I've been remembering some of these because I've had cats in my new neighborhood trying to invite themselves in. There's a big white one that's been hanging around for a while and who seems quite interested in coming inside, if I'd be agreeable. If not, I could just spend some time petting her while she rolls around on the ground, if I'd like.

I thought she might belong to the older lady who lived next door, since I saw her lounging in the front window once. Apparently she was just less cautious about her sneaking in than I was 'though, because the lady moved out almost a month ago and the cat is still hanging around. (She apparently belongs one more house over.)

More recently, I found this little black and brown one outside on a cold night, trying desperately to come inside.
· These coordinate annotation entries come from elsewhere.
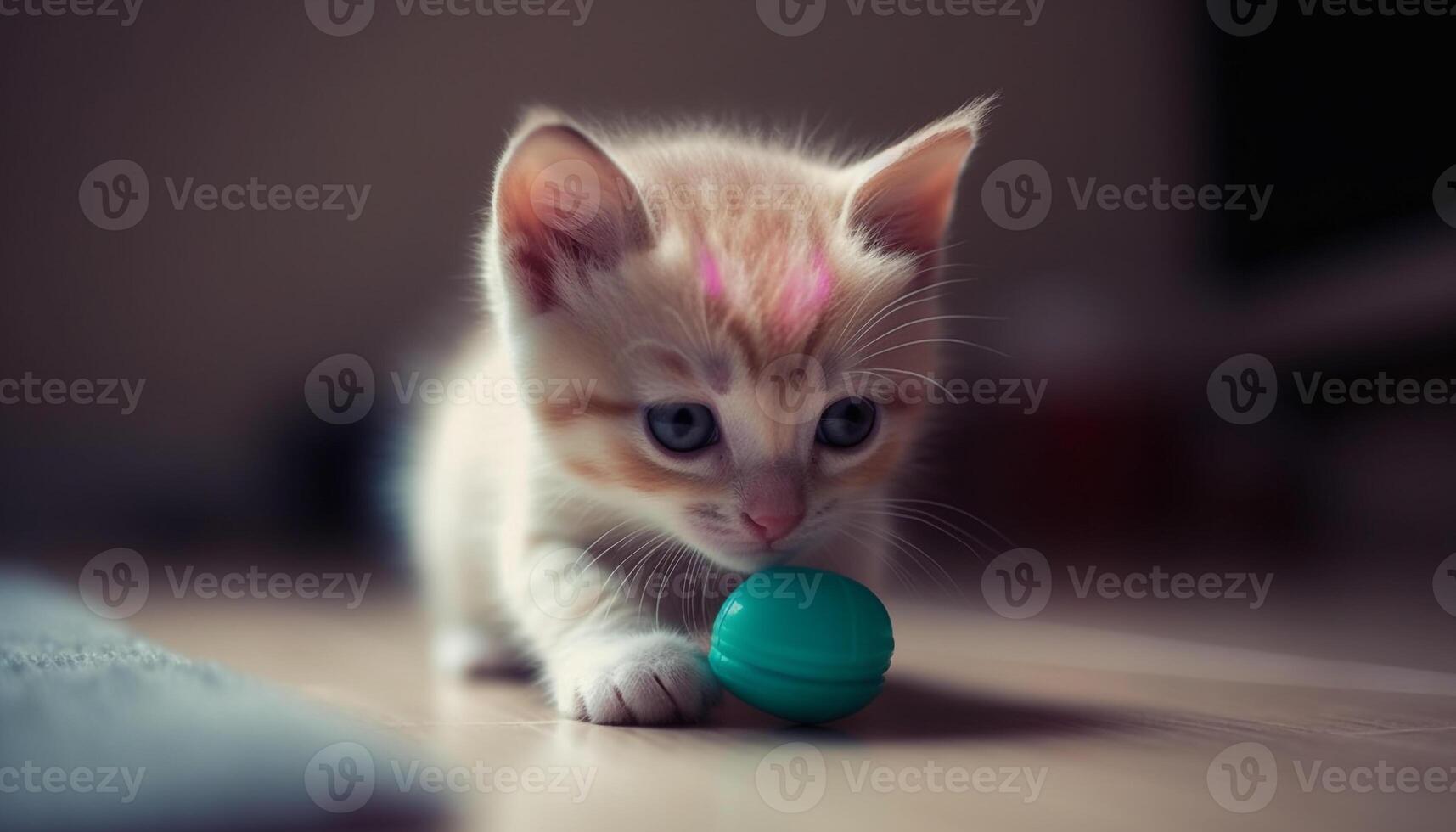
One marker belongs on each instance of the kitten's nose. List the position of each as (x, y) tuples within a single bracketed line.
[(771, 528)]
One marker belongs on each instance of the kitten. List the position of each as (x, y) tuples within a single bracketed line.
[(711, 337)]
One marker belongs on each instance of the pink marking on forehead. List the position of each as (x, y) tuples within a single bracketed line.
[(711, 274), (806, 295)]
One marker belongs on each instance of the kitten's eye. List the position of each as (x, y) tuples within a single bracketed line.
[(682, 427), (846, 423)]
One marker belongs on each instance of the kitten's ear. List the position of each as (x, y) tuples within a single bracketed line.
[(562, 209), (903, 197)]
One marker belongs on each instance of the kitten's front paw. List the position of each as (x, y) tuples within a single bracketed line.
[(645, 679)]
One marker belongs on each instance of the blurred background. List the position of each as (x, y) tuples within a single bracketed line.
[(1123, 313)]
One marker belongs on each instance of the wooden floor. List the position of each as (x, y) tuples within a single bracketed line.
[(987, 723)]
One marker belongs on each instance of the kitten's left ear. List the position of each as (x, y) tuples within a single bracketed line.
[(903, 195)]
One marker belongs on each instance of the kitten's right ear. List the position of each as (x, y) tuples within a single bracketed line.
[(562, 209)]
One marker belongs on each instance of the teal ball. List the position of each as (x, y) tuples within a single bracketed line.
[(802, 644)]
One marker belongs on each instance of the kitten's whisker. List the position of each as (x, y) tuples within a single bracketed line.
[(592, 545), (936, 341), (902, 575), (903, 301), (925, 518), (871, 370), (881, 312), (625, 561), (632, 537), (868, 327), (900, 542), (657, 563), (677, 554), (930, 319), (958, 510)]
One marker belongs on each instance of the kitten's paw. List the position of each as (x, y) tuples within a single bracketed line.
[(645, 679)]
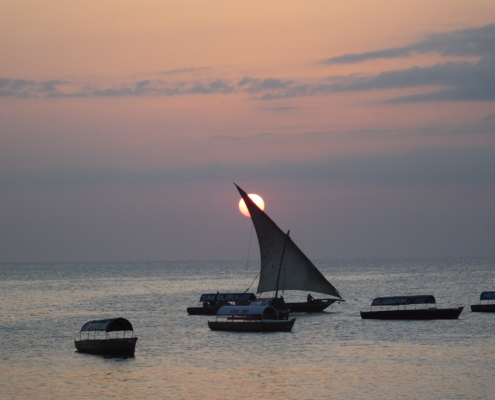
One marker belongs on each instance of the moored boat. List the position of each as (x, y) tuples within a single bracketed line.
[(485, 307), (250, 319), (211, 302), (284, 267), (100, 340), (425, 311)]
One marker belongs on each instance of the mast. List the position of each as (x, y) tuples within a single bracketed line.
[(281, 261)]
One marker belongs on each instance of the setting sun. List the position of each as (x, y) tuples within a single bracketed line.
[(257, 200)]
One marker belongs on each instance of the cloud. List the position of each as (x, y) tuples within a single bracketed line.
[(23, 88), (458, 80), (423, 167), (471, 42), (449, 81)]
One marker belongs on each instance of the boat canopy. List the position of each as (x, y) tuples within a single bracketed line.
[(245, 310), (108, 325), (403, 300), (227, 297), (487, 296)]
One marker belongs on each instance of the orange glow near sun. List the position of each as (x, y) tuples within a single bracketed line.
[(257, 200)]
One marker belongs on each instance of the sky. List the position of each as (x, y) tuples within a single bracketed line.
[(368, 127)]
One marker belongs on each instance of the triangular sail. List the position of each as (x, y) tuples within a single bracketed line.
[(297, 272)]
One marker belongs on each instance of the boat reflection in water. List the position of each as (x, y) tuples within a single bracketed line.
[(423, 312), (102, 337), (251, 319), (485, 307)]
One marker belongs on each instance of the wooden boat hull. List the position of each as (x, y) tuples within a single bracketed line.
[(210, 310), (422, 314), (309, 307), (483, 308), (252, 326), (112, 347)]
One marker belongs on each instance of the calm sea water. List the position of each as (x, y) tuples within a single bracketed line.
[(333, 355)]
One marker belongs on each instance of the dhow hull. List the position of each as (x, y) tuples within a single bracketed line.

I felt sorry for him but didn't want to let him in my apartment for the night, so I put a box lined with a bunch of towels out on the porch for him. (I peeked out the window later and saw him curled up in the box with his head poking up.) But not letting him inside was a real challenge. This has been the most aggressive cat I've ever found about trying to come inside. We spent some time with him trying to dodge around my hands and feet and make it inside. As a last ditch effort he poked his paw through the last crack of open door to keep me from closing it and then tried to wedge his nose through it. I kept telling him, "You don't live here," and I think he kept responding "I know. I don't care. It's cold out here."

Since then, he's proven to be just as aggressive, but incredibly sweet. If he sees me coming out, he'll come dashing up, collar jingling wildly, and try to get in my apartment. Once that's failed, he'll take all the petting I'll provide for as long as I'll sit with him. He gets very excited and starts poking his head under any hand of mine which is not currently in use. This morning when I finally stood up to leave, he stood up on his hind legs and grabbed my hand with his paws. "Hey, get back down here! I'm ever so cute!"

So far, I've avoided actually ending up with a cat, but I know I have the "Sucker" sign printed on my forehead (which animals in need can always read), so I assume it's just a matter of time.

Wednesday, March 01, 2006

Skewing the Statistics

I ran across a great article on what professors post on their doors in academia, and I think we may be an interesting outlier. (Seriously, the article is fun if you're in academia, or were there not long ago.) The author suggests that most posts break down into either humorous or items of serious pedagogical content. He does mention that there are plenty of other items posted:
...including provocative political commentary (protected by the venerable tradition of academic freedom), reproductions of famous works hanging in museums, finger paintings by professorial spawn, and other precious and smarmy visuals that Gasman and Epstein relegate to the lumpen category, "art."

Of course, I'm not sure about some of these distinctions. Are political commentary and reproductions of great art neither pedagogical nor humorous? My own bulletin board includes the articles on cell phone tracking and implanted human ID chips that I mentioned earlier, which I consider essentially educational; perhaps someone else would classify them as political. I also have this cartoon ("Let the kids decide") about creationist nonsense (many thanks to Oklahomans for Excellence in Science Education for having this up), which probably qualifies as humorous, educational, and political. But I digress.

Nothing anywhere in the article suggests that he ever ran across a door with the likes of Ooga Booga on it. Of course, if he did I'm sure he assumed it was in the kids finger-painting category and not thought much more about it. Our students tend to assume that. (Also, I have to grant that these are not on a particular persons door, but on the door to our common room we use for testing and which contains the fridge and printer. I'm not sure if that's better or not.)